Dido Harding to leave NHS role

Controversial ex-test and trace boss has called working for the NHS the "privilege of my life"
Photo: PA Images / Alamy Stock Photo

Baroness Dido Harding, the Conservative peer who led NHS Test and Trace, will step down from her role as chair of NHS Improvement in October.

Harding, who was replaced as head of the coronavirus test and trace programme by former deputy chief medical officer Jenny Harries in April, began chairing the NHS body in October 2017.

She faced intense criticism at NHS Test and Trace, with the National Audit Office questioning her accountability. The Public Accounts Committee later concluded the £37bn programme had failed to make a “measurable difference” during the pandemic and criticised its level of spending and reliance on consultants.

Harding stepped back from NHS Improvement – a non-departmental body that oversees NHS trusts and foundation trusts – while working on the test and trace operation, before returning in June.

On her first day back in the job this summer, she said working in the NHS over that period had been “the privilege of my life”.

She also said at the time she was considering applying to be chief executive of NHS England, after Sir Simon Stevens announced his plans to leave the role.

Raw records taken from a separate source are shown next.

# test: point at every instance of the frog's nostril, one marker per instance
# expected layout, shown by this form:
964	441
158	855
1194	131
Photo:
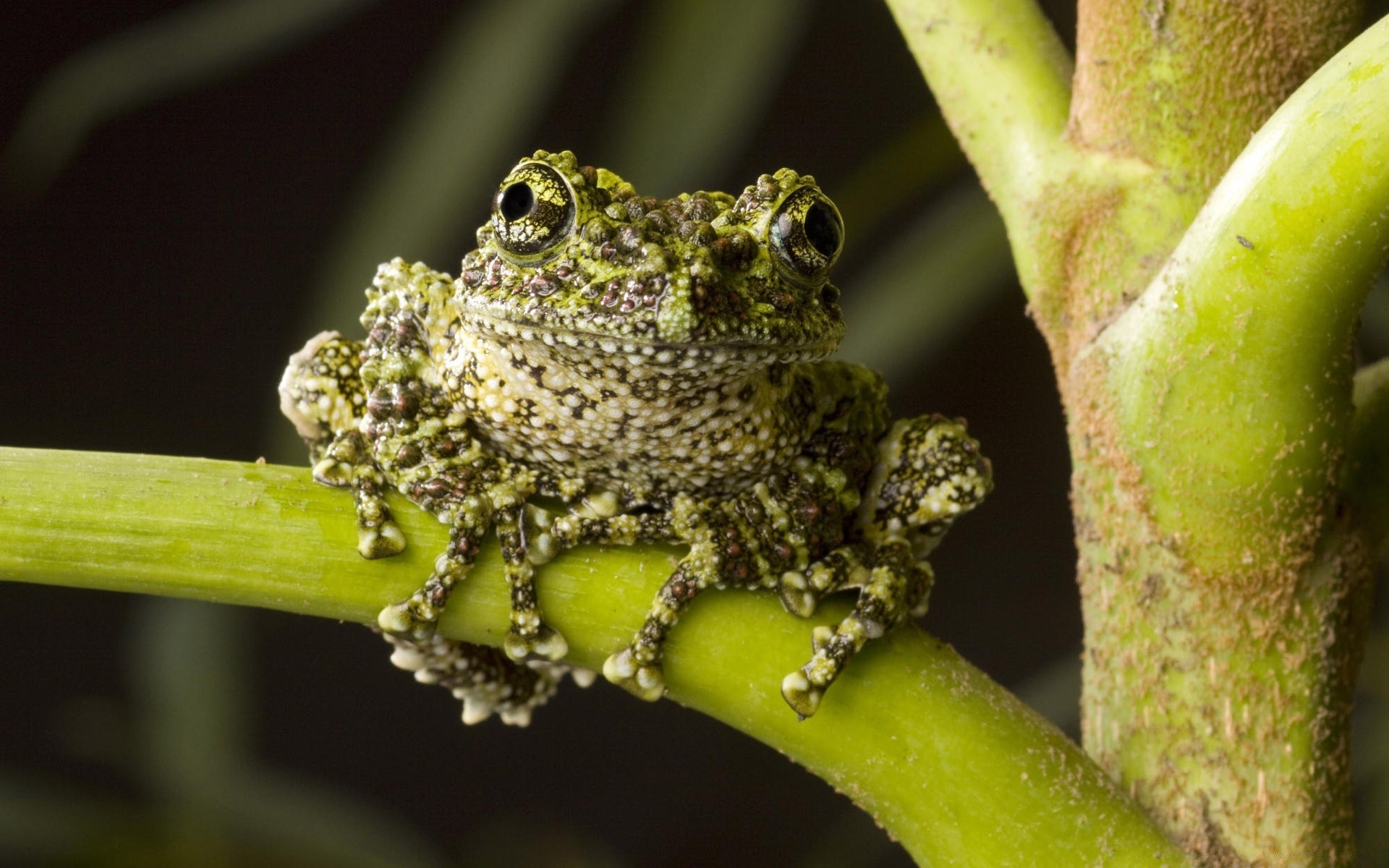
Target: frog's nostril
516	202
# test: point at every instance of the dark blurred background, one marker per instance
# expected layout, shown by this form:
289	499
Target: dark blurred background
190	191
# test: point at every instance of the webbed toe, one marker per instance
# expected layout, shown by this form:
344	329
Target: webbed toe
546	643
641	681
800	694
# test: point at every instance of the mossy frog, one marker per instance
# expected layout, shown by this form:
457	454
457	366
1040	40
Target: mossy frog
660	370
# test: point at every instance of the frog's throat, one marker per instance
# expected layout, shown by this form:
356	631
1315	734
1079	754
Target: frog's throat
640	349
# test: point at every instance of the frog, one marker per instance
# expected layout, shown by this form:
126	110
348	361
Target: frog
613	368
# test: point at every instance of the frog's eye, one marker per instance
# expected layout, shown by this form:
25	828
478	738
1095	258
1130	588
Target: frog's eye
532	210
807	234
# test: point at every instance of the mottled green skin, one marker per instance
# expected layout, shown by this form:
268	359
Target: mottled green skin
658	367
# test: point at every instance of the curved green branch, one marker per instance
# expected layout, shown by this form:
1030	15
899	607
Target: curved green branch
1233	370
938	753
1003	82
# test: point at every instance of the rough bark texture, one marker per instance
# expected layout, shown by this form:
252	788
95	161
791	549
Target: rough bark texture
1226	718
1218	696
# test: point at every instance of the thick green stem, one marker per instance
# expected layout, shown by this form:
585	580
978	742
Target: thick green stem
938	753
1224	534
1233	373
1224	574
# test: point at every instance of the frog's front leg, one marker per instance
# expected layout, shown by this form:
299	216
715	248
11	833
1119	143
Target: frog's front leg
321	392
928	474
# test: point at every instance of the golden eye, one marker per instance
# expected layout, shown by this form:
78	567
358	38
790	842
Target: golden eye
532	211
807	234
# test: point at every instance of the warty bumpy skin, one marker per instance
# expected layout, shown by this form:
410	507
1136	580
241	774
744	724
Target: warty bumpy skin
660	368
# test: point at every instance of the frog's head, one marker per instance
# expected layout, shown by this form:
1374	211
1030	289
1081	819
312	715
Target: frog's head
574	255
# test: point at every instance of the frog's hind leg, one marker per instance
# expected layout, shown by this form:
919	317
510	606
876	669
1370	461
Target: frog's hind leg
483	678
892	584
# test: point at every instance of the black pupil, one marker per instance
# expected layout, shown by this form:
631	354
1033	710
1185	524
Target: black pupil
517	200
823	229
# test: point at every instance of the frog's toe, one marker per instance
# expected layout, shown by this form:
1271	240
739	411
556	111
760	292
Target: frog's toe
382	540
403	620
797	595
332	472
800	694
545	643
642	681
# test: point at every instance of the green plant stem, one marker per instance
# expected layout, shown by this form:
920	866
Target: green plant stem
1226	587
938	753
1002	78
1233	370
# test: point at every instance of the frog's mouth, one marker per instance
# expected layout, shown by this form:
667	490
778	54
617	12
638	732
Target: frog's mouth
638	339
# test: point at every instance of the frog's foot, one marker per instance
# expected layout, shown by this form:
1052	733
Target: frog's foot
802	590
883	603
641	679
531	638
638	667
483	678
347	463
542	643
416	617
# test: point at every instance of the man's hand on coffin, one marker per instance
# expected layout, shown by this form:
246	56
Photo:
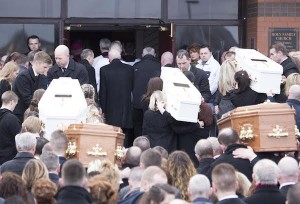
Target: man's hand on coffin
201	124
160	106
244	153
125	172
283	79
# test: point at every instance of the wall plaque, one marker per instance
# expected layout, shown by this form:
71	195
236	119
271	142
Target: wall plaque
288	36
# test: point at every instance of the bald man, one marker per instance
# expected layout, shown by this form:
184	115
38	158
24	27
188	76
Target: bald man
294	101
167	59
67	67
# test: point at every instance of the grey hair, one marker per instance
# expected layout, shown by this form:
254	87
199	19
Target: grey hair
50	159
181	53
104	44
85	53
25	141
156	96
266	171
288	167
199	186
148	51
116	45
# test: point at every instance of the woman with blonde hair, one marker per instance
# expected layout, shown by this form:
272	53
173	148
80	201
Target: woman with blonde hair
102	191
226	84
292	79
33	125
156	125
44	191
8	74
180	169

“Many people around the country are thinking of what they’ve learned and experienced over the course of the last 18 months and I’m no different,” she told BBC Radio 4’s Woman’s Hour.

“I’m thinking about what I want to do with my life and looking forward to rejoining my NHS colleagues and picking up where I left off over a year ago,” she said.

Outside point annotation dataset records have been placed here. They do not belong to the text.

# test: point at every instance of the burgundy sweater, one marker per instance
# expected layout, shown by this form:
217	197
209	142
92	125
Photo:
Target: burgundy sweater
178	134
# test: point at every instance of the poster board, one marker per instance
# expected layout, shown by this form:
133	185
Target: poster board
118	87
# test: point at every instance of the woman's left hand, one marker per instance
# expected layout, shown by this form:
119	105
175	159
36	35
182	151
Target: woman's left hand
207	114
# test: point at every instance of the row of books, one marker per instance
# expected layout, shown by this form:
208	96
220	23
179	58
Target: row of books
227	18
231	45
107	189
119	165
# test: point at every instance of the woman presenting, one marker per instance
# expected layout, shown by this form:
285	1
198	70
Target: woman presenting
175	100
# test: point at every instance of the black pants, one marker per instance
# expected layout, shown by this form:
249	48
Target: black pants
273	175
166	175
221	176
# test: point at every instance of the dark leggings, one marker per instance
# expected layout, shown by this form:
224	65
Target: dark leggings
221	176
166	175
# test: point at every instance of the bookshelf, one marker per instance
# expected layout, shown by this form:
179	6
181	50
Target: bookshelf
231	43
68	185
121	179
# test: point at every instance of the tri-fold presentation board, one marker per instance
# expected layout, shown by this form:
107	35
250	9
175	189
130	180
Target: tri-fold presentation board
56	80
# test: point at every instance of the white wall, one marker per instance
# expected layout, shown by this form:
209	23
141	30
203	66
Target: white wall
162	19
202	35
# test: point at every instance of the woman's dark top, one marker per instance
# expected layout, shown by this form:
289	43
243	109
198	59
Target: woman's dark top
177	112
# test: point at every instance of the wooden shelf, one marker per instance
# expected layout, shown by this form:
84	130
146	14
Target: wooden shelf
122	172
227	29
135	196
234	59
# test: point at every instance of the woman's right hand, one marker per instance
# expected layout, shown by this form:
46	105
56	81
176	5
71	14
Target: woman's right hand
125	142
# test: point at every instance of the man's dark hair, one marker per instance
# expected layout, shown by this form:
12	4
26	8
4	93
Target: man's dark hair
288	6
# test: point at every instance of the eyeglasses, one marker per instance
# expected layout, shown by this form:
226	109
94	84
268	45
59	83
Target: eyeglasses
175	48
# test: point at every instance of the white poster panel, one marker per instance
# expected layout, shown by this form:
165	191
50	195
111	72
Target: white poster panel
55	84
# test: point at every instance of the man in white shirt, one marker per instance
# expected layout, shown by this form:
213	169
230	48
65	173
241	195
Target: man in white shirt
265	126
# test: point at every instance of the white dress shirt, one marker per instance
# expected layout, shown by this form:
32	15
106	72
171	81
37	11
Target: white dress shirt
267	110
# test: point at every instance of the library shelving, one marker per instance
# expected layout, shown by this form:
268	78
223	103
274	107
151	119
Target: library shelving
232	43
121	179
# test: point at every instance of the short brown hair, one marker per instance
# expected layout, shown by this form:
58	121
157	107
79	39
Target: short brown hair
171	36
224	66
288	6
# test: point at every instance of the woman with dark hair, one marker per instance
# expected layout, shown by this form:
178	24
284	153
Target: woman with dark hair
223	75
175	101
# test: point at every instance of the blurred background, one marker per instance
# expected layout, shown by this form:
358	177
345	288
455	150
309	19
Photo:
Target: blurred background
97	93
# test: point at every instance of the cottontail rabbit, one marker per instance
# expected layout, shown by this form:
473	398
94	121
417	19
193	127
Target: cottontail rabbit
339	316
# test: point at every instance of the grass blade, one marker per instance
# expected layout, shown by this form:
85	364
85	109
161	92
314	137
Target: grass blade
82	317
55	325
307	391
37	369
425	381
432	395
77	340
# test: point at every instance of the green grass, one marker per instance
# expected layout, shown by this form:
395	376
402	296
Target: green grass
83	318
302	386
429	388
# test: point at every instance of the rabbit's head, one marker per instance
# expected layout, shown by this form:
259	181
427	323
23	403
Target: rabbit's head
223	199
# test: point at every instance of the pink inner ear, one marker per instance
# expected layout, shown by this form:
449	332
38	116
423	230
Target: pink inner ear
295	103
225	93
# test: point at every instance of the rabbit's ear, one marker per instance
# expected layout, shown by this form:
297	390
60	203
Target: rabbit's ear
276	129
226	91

She did apply for the chief exec job but lost out to NHS England's chief operating officer, Amanda Pritchard.

Harding’s position as head of test and trace has been the subject of some controversy, and was one of several unregulated public appointments that have led to calls for increased scrutiny and transparency about the way positions are filled.

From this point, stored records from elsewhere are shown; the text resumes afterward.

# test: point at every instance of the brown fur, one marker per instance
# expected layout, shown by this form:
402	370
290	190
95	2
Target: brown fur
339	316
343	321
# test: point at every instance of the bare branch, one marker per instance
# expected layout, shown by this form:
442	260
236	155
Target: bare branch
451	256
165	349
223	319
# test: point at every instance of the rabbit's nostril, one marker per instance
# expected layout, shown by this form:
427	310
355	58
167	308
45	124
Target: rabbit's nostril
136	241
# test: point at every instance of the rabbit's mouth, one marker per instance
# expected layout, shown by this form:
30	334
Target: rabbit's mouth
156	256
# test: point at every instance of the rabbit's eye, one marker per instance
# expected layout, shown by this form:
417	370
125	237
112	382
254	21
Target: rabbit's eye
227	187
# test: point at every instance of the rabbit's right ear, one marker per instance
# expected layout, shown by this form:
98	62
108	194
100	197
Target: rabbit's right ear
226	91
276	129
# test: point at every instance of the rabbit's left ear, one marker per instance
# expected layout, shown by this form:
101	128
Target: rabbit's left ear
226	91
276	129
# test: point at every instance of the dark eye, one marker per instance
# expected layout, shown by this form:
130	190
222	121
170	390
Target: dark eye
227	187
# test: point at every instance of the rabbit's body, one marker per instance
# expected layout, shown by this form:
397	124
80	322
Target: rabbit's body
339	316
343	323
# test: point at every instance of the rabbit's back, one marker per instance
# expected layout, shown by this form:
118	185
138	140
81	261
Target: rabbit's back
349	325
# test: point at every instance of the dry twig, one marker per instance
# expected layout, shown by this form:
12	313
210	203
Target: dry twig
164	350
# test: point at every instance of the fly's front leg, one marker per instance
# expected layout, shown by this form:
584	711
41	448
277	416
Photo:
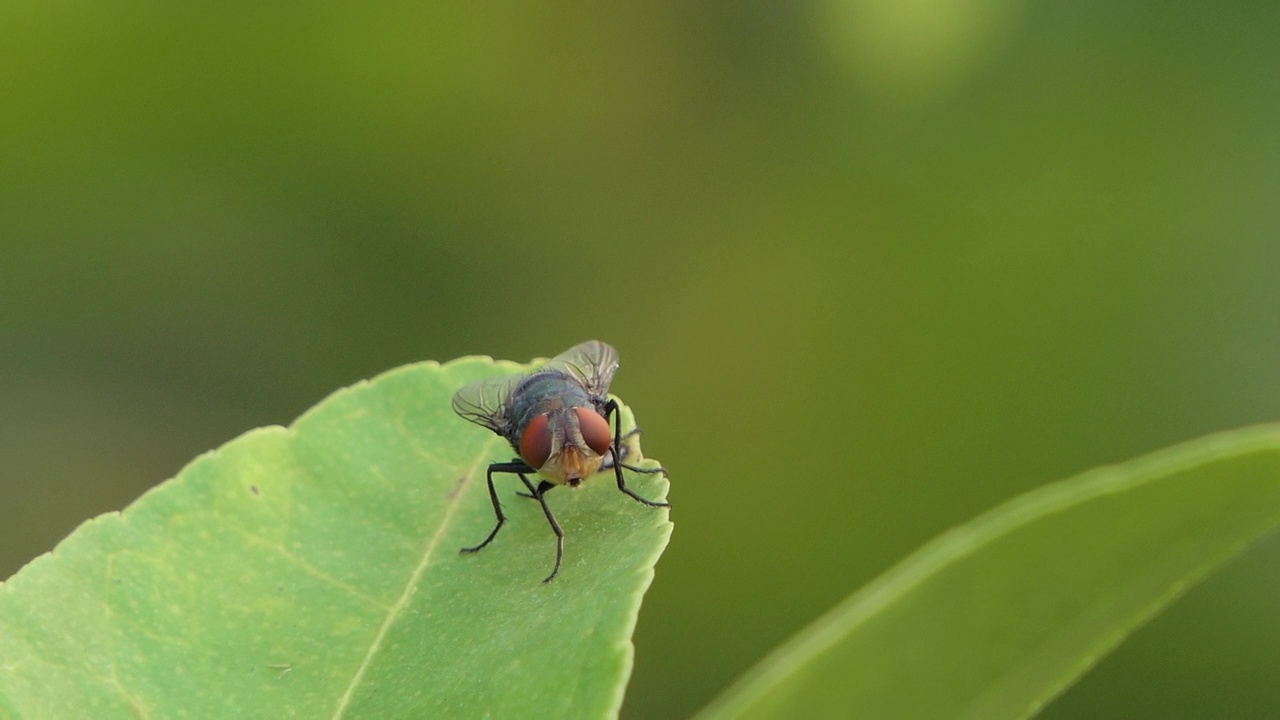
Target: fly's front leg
516	468
539	493
611	409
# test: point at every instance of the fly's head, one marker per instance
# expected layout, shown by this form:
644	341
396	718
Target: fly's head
566	445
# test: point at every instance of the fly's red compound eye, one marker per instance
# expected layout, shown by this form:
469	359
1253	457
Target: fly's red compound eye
595	429
535	443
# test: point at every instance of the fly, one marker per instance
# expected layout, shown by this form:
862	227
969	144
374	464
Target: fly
557	419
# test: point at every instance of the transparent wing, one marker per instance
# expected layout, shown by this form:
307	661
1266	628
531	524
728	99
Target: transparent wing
594	363
487	402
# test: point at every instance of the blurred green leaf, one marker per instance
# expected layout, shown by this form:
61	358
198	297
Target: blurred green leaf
314	572
996	618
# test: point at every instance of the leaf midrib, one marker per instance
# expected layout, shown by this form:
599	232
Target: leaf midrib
396	610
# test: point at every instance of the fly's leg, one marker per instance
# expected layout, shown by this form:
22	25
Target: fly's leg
517	468
611	408
540	496
624	451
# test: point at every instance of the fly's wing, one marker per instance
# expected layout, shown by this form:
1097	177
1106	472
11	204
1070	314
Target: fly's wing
487	402
593	363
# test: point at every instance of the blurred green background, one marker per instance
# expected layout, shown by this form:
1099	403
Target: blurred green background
873	267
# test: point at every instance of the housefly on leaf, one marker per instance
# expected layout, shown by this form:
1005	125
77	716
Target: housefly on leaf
557	418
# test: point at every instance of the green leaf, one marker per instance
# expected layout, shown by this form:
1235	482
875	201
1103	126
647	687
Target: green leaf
996	618
314	572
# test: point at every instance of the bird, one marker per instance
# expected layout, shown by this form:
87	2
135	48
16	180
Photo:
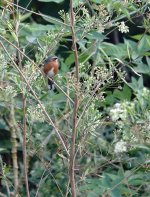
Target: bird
51	66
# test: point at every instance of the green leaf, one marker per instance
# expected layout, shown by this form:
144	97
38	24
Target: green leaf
125	94
55	1
25	16
53	20
136	84
144	44
142	68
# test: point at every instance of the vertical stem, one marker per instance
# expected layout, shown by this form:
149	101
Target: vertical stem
74	128
14	147
24	146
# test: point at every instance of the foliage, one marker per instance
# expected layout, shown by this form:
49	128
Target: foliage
113	138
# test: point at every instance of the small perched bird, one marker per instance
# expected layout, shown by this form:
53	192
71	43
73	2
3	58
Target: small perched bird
51	66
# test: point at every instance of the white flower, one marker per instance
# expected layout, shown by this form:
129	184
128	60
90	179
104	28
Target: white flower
123	28
120	147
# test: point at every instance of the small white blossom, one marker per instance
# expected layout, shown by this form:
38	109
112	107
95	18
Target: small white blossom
123	28
120	147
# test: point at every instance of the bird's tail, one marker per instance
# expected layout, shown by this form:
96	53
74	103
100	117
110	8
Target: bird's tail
51	84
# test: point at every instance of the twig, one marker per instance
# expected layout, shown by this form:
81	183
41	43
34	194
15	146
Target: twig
14	148
76	103
24	146
34	64
37	99
4	177
17	23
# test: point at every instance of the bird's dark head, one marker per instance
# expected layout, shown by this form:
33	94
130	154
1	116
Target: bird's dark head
50	59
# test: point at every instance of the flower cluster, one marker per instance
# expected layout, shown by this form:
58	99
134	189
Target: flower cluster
35	114
123	28
120	147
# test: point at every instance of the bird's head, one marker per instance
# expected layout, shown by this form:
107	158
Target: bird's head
51	59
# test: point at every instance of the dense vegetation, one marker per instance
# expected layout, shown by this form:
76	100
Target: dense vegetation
89	137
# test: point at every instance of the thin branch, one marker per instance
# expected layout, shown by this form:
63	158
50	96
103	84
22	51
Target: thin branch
35	65
37	99
25	146
38	14
76	103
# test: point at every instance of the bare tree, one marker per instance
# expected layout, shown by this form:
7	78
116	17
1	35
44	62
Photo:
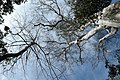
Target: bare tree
55	35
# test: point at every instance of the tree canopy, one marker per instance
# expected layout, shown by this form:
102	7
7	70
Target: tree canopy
6	6
61	33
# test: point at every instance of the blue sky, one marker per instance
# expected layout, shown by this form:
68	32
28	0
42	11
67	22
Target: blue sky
79	72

First civil service commissioner Ian Watmore told MPs in March that Harding’s appointment may expose “cracks” in the regulatory system.

“We have got a patchwork quilt of regulatory bodies like us and it must be theoretically possible for there to be a crack between them,” he told the Public Administration and Constitutional Affairs Select Committee.

“The post that Dido Harding fills has not been categorised as a civil service post by the civil service. I assumed it was an NHS post, to be honest, which is outside the civil service.

Before joining NHS Improvement, Harding spent seven years as chief exec of the telecoms firm TalkTalk, and previously held senior roles at Sainsbury's and Tesco.